The Foreign Secretary, Jack Straw, told the President of Sudan last night that the Khartoum government must do more to provide security for civilians in Darfur before a UN deadline which expires at the end of the month.

The Foreign Secretary, Jack Straw, told the President of Sudan last night that the Khartoum government must do more to provide security for civilians in Darfur before a UN deadline which expires at the end of the month.

Mr Straw met the President, Lieutenant General Umar Hasan Ahmad al-Bashir, after visiting a camp in northern Darfur for people displaced by the ethnic cleansing that has left 1.4 million people homeless. "I spoke to many of the refugees in the camp and got from them a sense of their fear as a result both of what had happened to them and their families, and the killings they had witnessed, and their concern about whether or not they would be able to return to their homes," he said.

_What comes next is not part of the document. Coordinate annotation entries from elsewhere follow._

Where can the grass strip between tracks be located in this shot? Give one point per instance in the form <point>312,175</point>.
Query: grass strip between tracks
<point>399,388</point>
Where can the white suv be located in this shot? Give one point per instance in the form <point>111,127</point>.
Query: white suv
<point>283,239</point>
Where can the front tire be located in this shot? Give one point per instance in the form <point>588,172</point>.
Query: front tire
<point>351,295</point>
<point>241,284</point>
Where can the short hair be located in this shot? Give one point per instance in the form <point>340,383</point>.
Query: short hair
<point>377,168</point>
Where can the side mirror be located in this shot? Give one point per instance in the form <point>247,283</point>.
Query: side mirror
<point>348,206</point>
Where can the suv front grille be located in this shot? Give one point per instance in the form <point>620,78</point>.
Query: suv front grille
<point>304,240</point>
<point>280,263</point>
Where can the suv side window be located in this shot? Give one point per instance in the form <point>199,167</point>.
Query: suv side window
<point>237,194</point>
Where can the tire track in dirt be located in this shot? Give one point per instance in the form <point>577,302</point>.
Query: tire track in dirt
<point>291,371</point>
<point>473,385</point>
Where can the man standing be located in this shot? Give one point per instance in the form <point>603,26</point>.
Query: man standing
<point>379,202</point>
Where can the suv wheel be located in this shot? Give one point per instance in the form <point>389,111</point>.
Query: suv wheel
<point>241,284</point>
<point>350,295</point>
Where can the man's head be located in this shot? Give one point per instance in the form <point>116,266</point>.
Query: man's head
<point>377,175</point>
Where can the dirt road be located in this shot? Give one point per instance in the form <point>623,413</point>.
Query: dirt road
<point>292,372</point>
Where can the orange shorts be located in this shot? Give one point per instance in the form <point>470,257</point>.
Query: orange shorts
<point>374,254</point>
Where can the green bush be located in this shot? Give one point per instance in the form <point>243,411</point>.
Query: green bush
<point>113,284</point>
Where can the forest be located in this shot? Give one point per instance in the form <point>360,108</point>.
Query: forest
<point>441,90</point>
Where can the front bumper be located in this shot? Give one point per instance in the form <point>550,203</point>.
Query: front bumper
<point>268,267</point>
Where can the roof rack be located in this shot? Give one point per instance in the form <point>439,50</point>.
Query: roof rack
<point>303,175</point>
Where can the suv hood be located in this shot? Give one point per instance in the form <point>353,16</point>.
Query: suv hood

Relief agencies say that the arrival of African Union troops may help to alleviate the tensions that have left the black Africans in the camps fearful of returning to their villages, where Arab militias are still active.

But the Sudanese government is resisting any increase in the number of troops - the bulk of which are to be provided by Nigeria and Rwanda - from 300 to 2,000. The troops are being deployed to protect ceasefire monitors in Darfur, who are monitoring a truce which technically does not exist, and Britain has rejected changing their mandate to transform the contingent into a civilian protection force.

The Sudanese government has until 30 August to show progress in protecting civilians and disarming the militias or face sanctions.

Meanwhile, the Foreign Office said a UN database suggesting that Britain had breached an EU-wide arms embargo against Sudan in 2001 and 2002 was inaccurate.